Carnival's brand ambassador John Heald revealed the line's new initiative on his Facebook page: "We will no longer automatically serve any soda or cocktail (except frozen) with a plastic straw. They will be provided by request. If you want one, please ask. Please support our efforts to limit the amount of plastic that can be found in the seas today."
A spokesperson for Carnival confirmed that the changes are effective immediately fleetwide.
Heald's post ended by saying, "I hope I can count on all of you reading this to support Carnival. We will be doing more over time to limit the use of single use plastic products onboard our ships."
Straws will continue to be available upon request.
P&O Cruises and Cunard, both of which fall under Carnival Corp.'s U.K. umbrella, pledged in early February to abolish all single-use plastics -- including straws, water bottles and food packaging -- from its ships by 2022.
Royal Caribbean also pledged to ban single-use plastic across its fleet -- along with sister brands Celebrity Cruises and Azamara Club Cruises -- but did not indicate when the policy might go into effect.
Small-ship cruise line Peregrine Adventures, too, recently revealed it will ban all single-use plastics from its exclusive charter cruises. It also will provide refillable water bottles to its passengers, in lieu of plastic water bottles.

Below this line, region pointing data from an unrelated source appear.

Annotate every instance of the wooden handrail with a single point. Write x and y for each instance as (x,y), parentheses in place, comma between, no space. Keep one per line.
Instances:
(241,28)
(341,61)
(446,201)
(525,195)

In addition to eliminating single-use plastics from their ships, cruise lines are moving in the direction of building more energy efficient ships. Carnival Corporation, for example, plans to launch a handful of ships that will be powered entirely by "greener" Liquefied Natural Gas (LNG); Royal Caribbean also claims its newest ship, Symphony of the Seas, is 25 percent more energy efficient than its nearly identical fleetmate Allure of the Seas, due to more innovative approaches to hydrodynamics and a heat recovery system.